Habían entrado allí a jugar. El juego era simple: Marcos escribía, por ejemplo, No hay ambulatorios para los pájaros que van a África. Si Roma veía algún elemento que no le gustaba, lo borraba con la goma. Después introducía alguna novedad, que podía ser Los pájaros que van a África no necesitan tarjetas de crédito. Había veces, sin embargo, en las que la frase quedaba totalmente desfigurada; tal como Los pájaros no necesitan subvenciones del gobierno para llegar a África. Entonces era Roma quien escribía la siguiente frase: Con las plumas de algunos pájaros que van a África se podrían hacer kleenex de lujo. Llegados a este punto, correspondía a Marcos usar la goma de borrar, pero frases así eran imposibles de corregir y lo que hacía era proponer una tercera: Habrá algún pájaro que se enamore de la hiena más fea de África. Roma entonces: Habrá algún pájaro que se enamore dela máquina de Coca-Cola de una calle de la ciudad de Nairobi. Pero Marcos: Habrá algún pájaro de los que vayan a África que tenga alergia a las máquinas de Coca-Cola de las calles de la ciudad de Nairobi y que prefiera quedarse mirando a una especie de lagartija que hace como que baila, encima de la arena o encima de una piedra.

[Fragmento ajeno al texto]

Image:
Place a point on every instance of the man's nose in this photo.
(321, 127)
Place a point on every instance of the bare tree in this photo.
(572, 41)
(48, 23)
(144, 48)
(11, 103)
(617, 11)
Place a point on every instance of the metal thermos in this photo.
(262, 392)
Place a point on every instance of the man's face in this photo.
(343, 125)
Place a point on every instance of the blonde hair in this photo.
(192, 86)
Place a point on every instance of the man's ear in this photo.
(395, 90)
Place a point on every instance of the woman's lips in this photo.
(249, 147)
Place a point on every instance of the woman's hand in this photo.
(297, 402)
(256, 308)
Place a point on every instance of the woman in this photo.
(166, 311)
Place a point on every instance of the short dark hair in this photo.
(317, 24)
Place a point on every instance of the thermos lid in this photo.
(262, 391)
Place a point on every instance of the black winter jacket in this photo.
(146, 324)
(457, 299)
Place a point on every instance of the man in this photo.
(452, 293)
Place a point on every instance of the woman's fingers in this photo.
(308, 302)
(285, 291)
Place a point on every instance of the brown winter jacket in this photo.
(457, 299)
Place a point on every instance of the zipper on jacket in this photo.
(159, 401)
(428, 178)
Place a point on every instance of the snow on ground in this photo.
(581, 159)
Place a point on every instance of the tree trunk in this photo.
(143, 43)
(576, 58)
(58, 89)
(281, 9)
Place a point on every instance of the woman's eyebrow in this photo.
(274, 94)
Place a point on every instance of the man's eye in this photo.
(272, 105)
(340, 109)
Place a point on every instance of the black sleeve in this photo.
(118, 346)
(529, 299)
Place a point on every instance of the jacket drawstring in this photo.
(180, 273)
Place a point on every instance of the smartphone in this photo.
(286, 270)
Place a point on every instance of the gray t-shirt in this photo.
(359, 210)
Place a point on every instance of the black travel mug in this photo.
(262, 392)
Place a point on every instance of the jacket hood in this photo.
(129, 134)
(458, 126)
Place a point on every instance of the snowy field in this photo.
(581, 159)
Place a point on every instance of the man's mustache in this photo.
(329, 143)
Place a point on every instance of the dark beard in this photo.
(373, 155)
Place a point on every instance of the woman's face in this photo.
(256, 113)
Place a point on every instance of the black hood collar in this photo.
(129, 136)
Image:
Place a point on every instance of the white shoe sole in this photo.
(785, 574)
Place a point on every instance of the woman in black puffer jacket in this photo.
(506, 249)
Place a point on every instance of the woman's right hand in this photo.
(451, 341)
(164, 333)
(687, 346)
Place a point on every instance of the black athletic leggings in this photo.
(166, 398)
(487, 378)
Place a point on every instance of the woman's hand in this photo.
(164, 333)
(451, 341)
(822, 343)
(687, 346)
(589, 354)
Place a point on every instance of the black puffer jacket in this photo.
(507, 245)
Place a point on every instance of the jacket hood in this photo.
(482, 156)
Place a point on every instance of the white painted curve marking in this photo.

Y viendo Marcos que el juego estaba totalmente echado a perder, cuando hacía Roma ademán de cambiar la frase, metía la goma de borrar entre dos botones de su blusa.
Y Roma hurgaba en el ombligo de Marcos.
Etcétera.
Rosario vivía sola desde que su hijo se mató en una pista de tenis y su hija había ido a casarse a la isla de Man. Aún más sola se sentía desde que se enfadó con los vecinos de arriba, con María y con Lucas (sobre todo con María), hacía ocho años. Sabía en todo momento, sin embargo, cualquier cosa que hicieran Lucas y María. Supo que estuvieron en el hospital y por qué, supo que María se cayó por las escaleras, supo que metieron en casa a un maleante. Y, cómo no, también sabía que aquel día, Nochevieja, tenían una invitada. Una chica pelirroja, la hija del dentista.
Y mientras comía un trozo de merluza que llevaba ciento diecisiete días en el congelador, Rosario escuchó palabras suaves en el piso de arriba, y un par de risas; después escuchó una discusión en tonos azules y grises, carcajadas, gritos con bufanda, más risas. Y cuando Rosario estaba masticando el segundo mazapán, se oyó una guitarra, y canciones tolerables al principio, más vivas después y pronto canciones impuras, de mal gusto, anticlericales.
Rosario, entonces, con toda la potencia de sus pulmones de setenta y ocho años y con medio kilo de mazapán en la boca, empezó a dar gritos mirando a sus vecinos de arriba: que qué escándalo era aquél, que se callasen de una vez. Como si le hubieran impedido dormir, como si hubiera tenido intención de irse a dormir.
Los primeros siete gritos pasaron desapercibidos arriba. El octavo fue un grito más corrosivo, y María pidió a los demás que estuvieran un poco en silencio. Se oyeron el noveno y décimo grito. María llenó una copa, de champán, y salió al viento sur del balcón. Empezó a hablarle a Rosario. Rosario abrió un poco el balcón cuando oyó la voz de María.
– Rosario -dijo María suave.
Rosario empezó a andar por la sala, tres o cuatro pasos, para volver enseguida a la puerta del balcón. No respondió.
– Rosario -María otra vez-, ven a tomar una copa, mujer.
Rosario no reaccionaba. María pensó que era un buen esfuerzo el que estaba haciendo, y le dolió que Rosario no contestara.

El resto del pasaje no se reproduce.